Wintertime is often a season to slow down, spend time with family and friends and stay indoors to avoid the blistering cold weather. For some, that’s exactly how winter plays out. But for farmers, these months are just as busy as any other time of year.
While the tasks may look a little different during winter, there are still chores to be done, no matter how frigid the temperatures are.
Believe it or not, crop farming doesn’t necessarily end after harvest. For farmers who plant winter crops like onions, asparagus, garlic and spinach, this continues to be a busy time of year. Some farmers have a rush just before winter as they try to plant winter wheat and cover crops (which help prevent erosion and add nutrients to the soil) before the ground freezes.
Many farmers also have livestock to think about. Providing hay and other feed when grass isn’t available, making sure animals have shelter from storms and monitoring breeding and birthing are all important considerations during the cold winter months.

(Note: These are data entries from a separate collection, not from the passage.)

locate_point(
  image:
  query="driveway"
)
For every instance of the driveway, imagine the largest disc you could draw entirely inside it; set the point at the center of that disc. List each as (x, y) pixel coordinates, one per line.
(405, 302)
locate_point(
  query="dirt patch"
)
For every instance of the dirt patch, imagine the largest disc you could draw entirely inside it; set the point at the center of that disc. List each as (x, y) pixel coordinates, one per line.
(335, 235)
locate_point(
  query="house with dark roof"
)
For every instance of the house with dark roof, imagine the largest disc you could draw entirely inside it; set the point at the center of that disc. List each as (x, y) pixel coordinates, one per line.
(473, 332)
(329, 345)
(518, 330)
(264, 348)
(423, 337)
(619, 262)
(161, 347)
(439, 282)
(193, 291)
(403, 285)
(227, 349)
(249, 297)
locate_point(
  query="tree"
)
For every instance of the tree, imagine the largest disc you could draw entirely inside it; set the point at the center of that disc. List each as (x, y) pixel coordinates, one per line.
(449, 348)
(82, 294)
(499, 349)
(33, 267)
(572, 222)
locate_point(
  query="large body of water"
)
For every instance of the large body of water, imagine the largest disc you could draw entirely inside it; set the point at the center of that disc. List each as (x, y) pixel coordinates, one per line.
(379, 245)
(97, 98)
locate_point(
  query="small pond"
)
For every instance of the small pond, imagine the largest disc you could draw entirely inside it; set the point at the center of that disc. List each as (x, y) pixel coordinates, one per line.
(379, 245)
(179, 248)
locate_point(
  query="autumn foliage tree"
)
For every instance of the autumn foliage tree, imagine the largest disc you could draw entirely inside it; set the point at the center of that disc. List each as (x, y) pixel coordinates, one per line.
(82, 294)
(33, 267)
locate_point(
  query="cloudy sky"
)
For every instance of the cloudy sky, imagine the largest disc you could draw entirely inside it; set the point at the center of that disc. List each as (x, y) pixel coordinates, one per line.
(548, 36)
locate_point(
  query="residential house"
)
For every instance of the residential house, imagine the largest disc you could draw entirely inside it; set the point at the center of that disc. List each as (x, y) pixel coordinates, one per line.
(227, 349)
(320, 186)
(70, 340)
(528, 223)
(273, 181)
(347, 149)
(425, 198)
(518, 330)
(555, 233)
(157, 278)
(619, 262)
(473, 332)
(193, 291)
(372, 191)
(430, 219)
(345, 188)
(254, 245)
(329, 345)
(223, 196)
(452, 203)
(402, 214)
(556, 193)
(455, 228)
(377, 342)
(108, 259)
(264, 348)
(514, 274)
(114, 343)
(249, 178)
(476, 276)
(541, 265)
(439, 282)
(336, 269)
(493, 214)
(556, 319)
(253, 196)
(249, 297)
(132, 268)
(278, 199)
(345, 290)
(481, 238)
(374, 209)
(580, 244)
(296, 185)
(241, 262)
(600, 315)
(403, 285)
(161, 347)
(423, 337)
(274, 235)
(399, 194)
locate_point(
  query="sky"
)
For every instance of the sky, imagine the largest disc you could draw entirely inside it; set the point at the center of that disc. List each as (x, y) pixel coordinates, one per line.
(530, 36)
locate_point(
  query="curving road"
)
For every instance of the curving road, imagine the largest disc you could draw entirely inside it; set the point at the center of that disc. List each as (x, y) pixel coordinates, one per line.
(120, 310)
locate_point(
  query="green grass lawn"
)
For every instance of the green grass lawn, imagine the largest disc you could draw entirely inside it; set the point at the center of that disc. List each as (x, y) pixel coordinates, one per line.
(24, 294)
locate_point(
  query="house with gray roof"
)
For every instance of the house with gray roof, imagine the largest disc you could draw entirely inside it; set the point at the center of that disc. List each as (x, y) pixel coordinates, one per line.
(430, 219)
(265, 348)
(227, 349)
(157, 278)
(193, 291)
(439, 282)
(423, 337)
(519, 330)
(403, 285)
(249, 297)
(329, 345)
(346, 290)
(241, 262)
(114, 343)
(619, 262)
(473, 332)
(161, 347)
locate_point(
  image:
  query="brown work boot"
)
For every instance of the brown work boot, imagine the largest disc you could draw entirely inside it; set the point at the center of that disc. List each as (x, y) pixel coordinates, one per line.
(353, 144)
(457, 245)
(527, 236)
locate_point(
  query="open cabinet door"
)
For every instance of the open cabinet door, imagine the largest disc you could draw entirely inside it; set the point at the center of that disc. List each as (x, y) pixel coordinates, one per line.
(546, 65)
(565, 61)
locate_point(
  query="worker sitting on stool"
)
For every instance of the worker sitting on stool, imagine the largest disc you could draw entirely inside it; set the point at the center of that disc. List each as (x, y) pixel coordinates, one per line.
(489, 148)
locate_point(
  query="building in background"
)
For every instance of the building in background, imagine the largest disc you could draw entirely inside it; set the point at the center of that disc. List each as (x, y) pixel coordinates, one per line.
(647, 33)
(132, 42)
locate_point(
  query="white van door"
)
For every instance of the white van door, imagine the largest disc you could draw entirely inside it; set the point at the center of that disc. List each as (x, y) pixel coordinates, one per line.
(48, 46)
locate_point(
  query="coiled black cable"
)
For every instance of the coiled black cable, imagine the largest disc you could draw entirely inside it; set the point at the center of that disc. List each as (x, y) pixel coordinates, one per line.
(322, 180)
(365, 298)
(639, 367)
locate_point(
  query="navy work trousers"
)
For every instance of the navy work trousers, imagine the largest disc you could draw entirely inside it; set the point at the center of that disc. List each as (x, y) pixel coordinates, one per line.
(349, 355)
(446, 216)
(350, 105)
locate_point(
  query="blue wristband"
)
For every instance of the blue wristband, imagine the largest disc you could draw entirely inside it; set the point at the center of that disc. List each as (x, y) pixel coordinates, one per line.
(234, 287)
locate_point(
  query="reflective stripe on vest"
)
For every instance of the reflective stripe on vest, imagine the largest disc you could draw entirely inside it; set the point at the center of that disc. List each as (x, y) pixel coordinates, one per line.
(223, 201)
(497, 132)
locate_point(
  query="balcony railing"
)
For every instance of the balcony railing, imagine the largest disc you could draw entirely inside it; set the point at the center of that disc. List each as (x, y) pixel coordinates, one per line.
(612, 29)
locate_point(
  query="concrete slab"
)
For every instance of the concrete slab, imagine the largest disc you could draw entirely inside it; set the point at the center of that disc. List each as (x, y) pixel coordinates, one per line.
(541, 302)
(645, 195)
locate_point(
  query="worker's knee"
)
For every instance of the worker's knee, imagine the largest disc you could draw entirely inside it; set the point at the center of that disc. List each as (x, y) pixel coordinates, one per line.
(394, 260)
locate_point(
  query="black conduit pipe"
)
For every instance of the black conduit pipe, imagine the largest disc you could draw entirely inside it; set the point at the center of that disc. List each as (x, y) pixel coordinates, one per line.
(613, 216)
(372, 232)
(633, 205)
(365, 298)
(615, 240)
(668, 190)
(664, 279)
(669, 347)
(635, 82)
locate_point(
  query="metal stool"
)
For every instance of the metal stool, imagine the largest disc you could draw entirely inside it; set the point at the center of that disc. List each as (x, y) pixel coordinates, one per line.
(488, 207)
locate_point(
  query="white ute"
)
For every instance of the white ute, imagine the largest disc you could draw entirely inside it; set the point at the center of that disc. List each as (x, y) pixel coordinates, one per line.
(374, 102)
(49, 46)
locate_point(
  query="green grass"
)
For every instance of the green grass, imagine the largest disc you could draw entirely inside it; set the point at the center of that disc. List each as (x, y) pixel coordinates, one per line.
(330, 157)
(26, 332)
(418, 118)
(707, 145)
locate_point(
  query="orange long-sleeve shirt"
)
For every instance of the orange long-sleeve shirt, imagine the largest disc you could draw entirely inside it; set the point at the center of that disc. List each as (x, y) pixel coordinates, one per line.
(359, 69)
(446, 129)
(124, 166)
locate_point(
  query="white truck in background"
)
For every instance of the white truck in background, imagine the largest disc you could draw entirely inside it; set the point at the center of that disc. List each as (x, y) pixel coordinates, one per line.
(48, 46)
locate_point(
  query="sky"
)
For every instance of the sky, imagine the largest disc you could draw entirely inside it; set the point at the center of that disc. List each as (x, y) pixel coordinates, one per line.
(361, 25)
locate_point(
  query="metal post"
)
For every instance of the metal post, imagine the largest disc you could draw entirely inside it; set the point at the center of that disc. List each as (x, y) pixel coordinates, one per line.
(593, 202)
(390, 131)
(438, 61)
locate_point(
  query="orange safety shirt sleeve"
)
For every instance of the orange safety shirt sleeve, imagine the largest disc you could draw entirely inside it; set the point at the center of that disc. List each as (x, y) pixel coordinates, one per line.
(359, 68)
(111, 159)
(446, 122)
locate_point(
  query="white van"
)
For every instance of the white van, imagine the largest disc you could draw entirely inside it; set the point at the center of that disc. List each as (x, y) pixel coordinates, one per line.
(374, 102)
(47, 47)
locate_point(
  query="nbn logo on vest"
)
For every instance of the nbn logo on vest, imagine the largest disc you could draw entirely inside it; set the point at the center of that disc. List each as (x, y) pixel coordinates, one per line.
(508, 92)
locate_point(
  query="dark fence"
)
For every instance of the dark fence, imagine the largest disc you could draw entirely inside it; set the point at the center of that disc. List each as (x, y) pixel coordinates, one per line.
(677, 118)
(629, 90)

Because the rest of the year can be so chaotic, winter is a good time for farmers to transport some of their produce and grain to the next destination like a processing plant. Farmers who store their grain on-site after harvest may move it to elevators, mills or refineries. Global food markets also play a role in the timing of this decision, affecting storage capacities and prices.
One of the biggest headaches that can come with farming is broken or malfunctioning machinery. Winter is the perfect time to repair or conduct preventative maintenance on farming equipment. Working on engines helps keep farmers in the barn and out of the cold.
Other areas of the farm that often require winter maintenance include enclosure mechanisms like fencing and railings, and storage facilities like silos or barns.
Planning and Administrative Duties
As many of us think about resolutions for the year ahead, farmers are busy planning what crops to plant, which types of seeds to buy and whether to upgrade their farm equipment, as well as monitoring international ag markets and reviewing forecasted trends. The financial aspect of this planning affects the business side of their operations and is crucial to a profitable upcoming season.
And, of course, there’s always tax season to prepare for. From gathering documents to reviewing finances from the previous year, there is always plenty of bookkeeping work to be completed.
If you’re lucky enough to enjoy some time cozied up by the fire with a good book (and we hope you are!), take a moment to appreciate the hardworking farmers in Kansas who are keeping busy to help keep us fed.